В восемнадцать лет Ольга вышла замуж за вожатого трамвая Адама Авсюка. Зять нравился старой Леновичихе, хотя и был голодранцем – пришел в дом с одним маленьким чемоданчиком. Но веселый, не гнушался никакой работы, даже не стеснялся продавать на рынке ощипанных кур, капусту, свинину. Было в его характере что-то от самой Леновичихи, потому и сошлись они. Только пьяный Адам делался дурным – лез в драку и не однажды возвращался домой с «фонарями». Старому Леновичу очень не нравилось, что вожатый трамвая напивается до бесчувствия. «Как ты завтра людей будешь возить? Еще зарежешь кого. Если бы я был вашим начальником, то и близко не подпускал бы таких к вагону».

И бывают же такие неожиданные, просто какие-то фатальные совпадения! В темное ноябрьское утро, когда выпал первый, мокрый снег, старый кожевник не смог втиснуться в переполненный трамвай, повис на подножке, сорвался или, может, столкнули, попал под колеса, и ему отрезало ноги; на другой день он умер в больнице.

Вагон вел не Адам, но все равно среди комаровских обывателей, как круги по воде, пошли самые невероятные, дикие сплетни, дошли до Ольги, до самого Адама, до старой Леновичихи, всех их это больно ранило.

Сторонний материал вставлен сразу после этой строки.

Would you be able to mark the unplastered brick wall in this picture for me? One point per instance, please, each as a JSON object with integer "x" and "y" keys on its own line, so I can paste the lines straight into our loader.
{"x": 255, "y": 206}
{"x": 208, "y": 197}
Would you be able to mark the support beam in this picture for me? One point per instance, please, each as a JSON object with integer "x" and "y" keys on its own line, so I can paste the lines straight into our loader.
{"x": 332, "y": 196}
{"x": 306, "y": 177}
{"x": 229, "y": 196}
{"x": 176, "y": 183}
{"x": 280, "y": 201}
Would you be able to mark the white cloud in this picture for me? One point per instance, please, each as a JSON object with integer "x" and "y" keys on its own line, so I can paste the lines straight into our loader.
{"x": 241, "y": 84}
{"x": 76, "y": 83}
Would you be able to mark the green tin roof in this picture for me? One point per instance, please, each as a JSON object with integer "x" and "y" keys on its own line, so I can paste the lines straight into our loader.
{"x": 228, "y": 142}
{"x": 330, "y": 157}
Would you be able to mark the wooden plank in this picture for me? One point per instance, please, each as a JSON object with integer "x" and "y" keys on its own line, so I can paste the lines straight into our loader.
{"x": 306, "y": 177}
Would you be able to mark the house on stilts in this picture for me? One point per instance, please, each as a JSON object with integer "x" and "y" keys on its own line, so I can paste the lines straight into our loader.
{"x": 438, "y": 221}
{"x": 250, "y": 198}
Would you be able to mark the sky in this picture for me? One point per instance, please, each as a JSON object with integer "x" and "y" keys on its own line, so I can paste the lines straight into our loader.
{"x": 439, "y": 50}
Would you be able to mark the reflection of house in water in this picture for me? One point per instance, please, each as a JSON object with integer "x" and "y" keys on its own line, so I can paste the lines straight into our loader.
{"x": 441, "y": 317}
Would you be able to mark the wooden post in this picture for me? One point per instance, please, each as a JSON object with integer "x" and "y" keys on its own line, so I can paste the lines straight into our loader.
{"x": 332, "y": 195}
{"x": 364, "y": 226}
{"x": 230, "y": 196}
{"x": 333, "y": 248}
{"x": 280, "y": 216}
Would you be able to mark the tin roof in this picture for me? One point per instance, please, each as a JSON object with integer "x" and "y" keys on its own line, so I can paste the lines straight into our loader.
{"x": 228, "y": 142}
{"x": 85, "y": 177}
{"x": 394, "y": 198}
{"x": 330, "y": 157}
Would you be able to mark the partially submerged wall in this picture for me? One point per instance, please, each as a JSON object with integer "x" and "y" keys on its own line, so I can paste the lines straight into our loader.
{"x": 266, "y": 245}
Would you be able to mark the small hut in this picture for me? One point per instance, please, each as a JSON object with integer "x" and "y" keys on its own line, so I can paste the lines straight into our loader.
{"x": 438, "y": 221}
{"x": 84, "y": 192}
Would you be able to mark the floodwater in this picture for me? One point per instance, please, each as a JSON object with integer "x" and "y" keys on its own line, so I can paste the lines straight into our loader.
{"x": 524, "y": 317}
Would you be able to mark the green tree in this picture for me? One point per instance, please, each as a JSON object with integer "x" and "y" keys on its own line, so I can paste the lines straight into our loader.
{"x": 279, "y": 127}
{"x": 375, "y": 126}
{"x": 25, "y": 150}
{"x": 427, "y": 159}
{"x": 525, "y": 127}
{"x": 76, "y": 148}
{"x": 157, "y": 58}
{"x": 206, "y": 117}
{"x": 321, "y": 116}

Кажется, без особой любви и привязанности жили Леновичи. Христя отзывалась о своем Михале с этакой скептической снисходительностью, очень редко советовалась с ним о своих делах. Дети признавали больше ее авторитет, отец всегда находился как бы в тени. А не стало его – осиротел дом и сама Леновичиха как-то сразу поблекла, осунулась, притихла, утратила интерес к нажитому – к никелированным кроватям, полированным шкафам, густо обсыпанным нафталином шубам. Одним еще только жила – нетерпеливым ожиданием будущего внука или внучки от Ольги. Детей Казимира от разведенки не любила, почему-то эти внуки казались ей чужими.

Но то, что после смерти мужа покинуло постаревшую мать, с молодой силой и энергией возродилось и крепло в Ольге. Работу в депо она бросила и почти целиком взяла на себя бывшие материнские обязанности. Разница, пожалуй, была только в одном: работала она не с такой одержимостью, как мать, умела всю черную работу на Адама взвалить. Но на рынке вела себя еще более умело, оборотисто и в то же время осторожно, с учетом изменившейся конъюнктуры: холодная и голодноватая зима 1939–1940 годов, когда шла финская война, – это не времена нэпа, во время которого разворачивала свою коммерцию ее еще молодая тогда, полная сил мать. Но и в тех не лучших рыночных условиях комаровские торговки быстро признали молодую Леновичиху своей заводилой. От матери и имя перешло к ней – Леновичиха, хотя и была она Авсюк. Молодая Леновичиха. А старая постепенно утрачивала это известное всей Комаровке имя, теперь для соседей она была просто Христя или Крися, так некоторые сокращали ее имя на польский манер; Ленович считался католиком, но в костел никогда не ходил и венчался в церкви – Христина была из православной набожной семьи.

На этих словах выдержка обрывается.